I am trying to enforce synchronization between a pair of Android threads for game programming purposes. I have assigned a game thread, which handles most duties, and a render thread, which is tasked with swapping buffers and rendering. When I first asked about thread synchronization, I was referred to the ConditionVariable object as a useful tool to force threads to block until concurrent tasks are completed.

My source code looks like this:

            ...
            final ConditionVariable bufferLock = new ConditionVariable();
            final ConditionVariable cycleLock = new ConditionVariable();

            bufferLock.open();
            cycleLock.open();

            Runnable bufferSwapTask = new Runnable()
            {
                public void run()
                {
                    swapBuffers();
                    bufferLock.open();
                }
            };

            Runnable renderTask = new Runnable()
            {
                public void run()
                {
                    Log.d(TAG, "drawAll");
                    drawAll();
                    cycleLock.open();
                }
            };

            while(!halt)
            {
                if(!init)
                {
                    synchronized (userInputLock)
                    {
                        fetchUserInput();
                    }

                    processUserInput();
                    gameLogic();

                    bufferLock.block();
                    cycleLock.close();
                    renderThreadHandler.post(renderTask);
                    recycleDisplayObjects();
                    enqueueDisplayTree();

                    cycleLock.block();
                    bufferLock.close();
                    renderThreadHandler.post(bufferSwapTask);
                }
            }
            ...

So things executed in the right order, but not with the level of performance I had expected. And, when I activated DDMS method tracing, I found that the DVM would actually interrupt and block each thread to allow the other thread to resume, switching back and forth in a manner that strongly suggests that both threads are only being processed by one CPU.

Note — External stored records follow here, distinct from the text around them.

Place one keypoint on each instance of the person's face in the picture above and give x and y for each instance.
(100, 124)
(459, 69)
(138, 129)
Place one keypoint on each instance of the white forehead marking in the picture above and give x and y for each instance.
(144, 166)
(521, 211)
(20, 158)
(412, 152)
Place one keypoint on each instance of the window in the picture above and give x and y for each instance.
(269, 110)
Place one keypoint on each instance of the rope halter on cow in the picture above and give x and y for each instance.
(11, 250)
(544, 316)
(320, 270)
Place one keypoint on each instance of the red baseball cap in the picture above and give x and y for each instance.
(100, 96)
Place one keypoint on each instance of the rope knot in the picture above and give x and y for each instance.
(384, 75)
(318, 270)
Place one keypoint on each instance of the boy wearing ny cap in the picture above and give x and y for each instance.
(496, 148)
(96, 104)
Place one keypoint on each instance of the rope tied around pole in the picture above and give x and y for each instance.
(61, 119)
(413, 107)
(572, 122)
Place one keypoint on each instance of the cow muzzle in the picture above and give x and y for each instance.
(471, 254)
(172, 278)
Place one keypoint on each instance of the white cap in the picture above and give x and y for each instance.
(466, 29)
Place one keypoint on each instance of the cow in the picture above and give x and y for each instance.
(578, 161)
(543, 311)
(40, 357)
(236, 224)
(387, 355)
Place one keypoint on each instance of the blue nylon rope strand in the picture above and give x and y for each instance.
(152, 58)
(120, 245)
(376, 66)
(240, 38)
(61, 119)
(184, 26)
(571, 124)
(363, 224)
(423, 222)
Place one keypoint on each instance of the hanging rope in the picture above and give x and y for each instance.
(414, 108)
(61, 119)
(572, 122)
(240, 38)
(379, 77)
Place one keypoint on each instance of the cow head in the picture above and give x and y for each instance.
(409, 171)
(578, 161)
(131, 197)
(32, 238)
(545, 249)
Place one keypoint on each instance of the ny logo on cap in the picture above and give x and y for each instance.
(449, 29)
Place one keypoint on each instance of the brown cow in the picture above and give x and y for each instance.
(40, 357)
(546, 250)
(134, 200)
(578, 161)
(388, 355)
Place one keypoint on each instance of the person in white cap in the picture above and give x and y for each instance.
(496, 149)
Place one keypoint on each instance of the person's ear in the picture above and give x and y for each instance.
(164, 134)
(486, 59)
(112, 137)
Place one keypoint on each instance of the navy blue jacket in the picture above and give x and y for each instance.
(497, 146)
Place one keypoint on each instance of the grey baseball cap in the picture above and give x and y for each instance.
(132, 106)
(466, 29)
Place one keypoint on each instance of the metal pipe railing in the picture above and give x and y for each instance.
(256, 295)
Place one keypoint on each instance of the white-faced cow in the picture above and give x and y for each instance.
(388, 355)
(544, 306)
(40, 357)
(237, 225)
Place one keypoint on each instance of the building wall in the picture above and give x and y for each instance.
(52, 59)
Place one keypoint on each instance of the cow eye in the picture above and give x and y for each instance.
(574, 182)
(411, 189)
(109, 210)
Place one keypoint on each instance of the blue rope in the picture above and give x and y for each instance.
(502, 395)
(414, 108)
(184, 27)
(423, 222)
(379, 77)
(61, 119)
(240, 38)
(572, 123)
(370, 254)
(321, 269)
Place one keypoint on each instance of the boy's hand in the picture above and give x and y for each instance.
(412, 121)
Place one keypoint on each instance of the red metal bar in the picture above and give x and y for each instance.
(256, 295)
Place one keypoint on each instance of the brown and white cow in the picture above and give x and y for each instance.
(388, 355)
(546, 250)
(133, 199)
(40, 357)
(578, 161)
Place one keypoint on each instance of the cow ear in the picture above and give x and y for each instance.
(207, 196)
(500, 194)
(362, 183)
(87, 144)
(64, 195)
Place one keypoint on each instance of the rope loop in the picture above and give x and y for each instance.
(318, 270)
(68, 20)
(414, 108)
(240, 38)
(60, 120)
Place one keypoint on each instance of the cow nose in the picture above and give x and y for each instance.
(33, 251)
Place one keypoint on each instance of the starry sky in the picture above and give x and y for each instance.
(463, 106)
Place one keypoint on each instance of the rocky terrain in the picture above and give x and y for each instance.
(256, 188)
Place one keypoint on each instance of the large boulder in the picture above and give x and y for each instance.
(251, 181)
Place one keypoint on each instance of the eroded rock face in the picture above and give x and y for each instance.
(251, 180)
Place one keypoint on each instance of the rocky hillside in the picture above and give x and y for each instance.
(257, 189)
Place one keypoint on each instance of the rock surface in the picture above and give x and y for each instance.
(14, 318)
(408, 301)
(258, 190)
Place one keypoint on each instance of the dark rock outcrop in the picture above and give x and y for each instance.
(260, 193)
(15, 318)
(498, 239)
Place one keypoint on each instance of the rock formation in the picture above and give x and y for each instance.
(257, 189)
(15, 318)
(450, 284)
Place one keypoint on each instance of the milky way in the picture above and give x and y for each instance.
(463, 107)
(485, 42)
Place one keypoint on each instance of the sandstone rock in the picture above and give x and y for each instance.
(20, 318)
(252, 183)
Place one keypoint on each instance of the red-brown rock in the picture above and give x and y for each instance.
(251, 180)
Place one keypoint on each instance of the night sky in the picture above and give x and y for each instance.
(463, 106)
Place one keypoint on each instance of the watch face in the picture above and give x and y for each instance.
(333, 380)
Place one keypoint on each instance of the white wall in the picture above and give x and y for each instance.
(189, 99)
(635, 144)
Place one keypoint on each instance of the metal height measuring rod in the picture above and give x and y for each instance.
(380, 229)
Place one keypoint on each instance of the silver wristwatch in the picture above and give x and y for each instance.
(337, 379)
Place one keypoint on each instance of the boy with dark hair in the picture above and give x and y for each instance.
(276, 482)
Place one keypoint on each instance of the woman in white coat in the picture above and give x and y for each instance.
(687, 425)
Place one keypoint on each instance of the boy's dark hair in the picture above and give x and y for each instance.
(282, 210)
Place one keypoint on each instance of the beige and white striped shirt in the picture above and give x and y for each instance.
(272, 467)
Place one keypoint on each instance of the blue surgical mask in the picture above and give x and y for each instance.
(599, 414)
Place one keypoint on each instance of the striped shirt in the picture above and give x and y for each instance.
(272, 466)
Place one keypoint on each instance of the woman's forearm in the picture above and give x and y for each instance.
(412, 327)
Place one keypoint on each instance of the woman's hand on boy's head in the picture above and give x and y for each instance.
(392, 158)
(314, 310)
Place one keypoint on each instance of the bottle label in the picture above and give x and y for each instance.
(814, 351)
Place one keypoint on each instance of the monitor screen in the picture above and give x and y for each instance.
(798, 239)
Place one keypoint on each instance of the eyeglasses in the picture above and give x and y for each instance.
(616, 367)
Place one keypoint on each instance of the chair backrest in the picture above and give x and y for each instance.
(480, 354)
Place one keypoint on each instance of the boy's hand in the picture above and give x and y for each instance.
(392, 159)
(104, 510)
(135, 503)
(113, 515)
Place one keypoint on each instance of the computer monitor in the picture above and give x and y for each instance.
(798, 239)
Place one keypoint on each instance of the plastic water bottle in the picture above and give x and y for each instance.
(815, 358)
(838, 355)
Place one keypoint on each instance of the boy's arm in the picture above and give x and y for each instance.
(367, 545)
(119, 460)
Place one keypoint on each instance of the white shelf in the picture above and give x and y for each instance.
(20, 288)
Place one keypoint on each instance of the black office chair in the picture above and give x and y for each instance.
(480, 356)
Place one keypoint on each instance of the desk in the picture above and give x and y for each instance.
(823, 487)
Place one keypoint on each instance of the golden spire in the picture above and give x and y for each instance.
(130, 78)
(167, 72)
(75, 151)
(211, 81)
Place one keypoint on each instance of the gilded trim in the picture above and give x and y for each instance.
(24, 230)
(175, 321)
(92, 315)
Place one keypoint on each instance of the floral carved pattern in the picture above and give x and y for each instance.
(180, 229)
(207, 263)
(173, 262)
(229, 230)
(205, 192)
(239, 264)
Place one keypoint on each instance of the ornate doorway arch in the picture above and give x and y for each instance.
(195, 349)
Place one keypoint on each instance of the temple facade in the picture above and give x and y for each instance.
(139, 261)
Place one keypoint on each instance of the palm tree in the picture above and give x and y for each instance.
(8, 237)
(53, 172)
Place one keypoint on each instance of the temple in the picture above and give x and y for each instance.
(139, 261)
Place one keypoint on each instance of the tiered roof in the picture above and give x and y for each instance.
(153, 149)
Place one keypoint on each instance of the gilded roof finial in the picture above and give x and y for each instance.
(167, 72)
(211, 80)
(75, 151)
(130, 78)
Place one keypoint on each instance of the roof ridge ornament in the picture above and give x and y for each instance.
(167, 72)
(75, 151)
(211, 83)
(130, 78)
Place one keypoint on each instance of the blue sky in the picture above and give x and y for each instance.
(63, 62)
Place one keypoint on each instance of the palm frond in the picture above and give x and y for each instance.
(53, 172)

I have had nice simultaneous processing results using ReentrantLocks, so why does ConditionVariable have this effect?

有帮助吗?

解决方案

The Linux kernel on Android tries to avoid moving threads between cores. If a thread is "runnable" (i.e. could run but is waiting on another thread) for a while, the kernel can decide to migrate it to another core.

If, in the previous implementation, one of your threads tended to run continuously, it may have kept the other thread in "runnable" long enough to cause the kernel to migrate it. The new implementation might be moving in smaller steps and fall below the threshold.

FWIW, other people have been puzzled by this, e.g. here and here.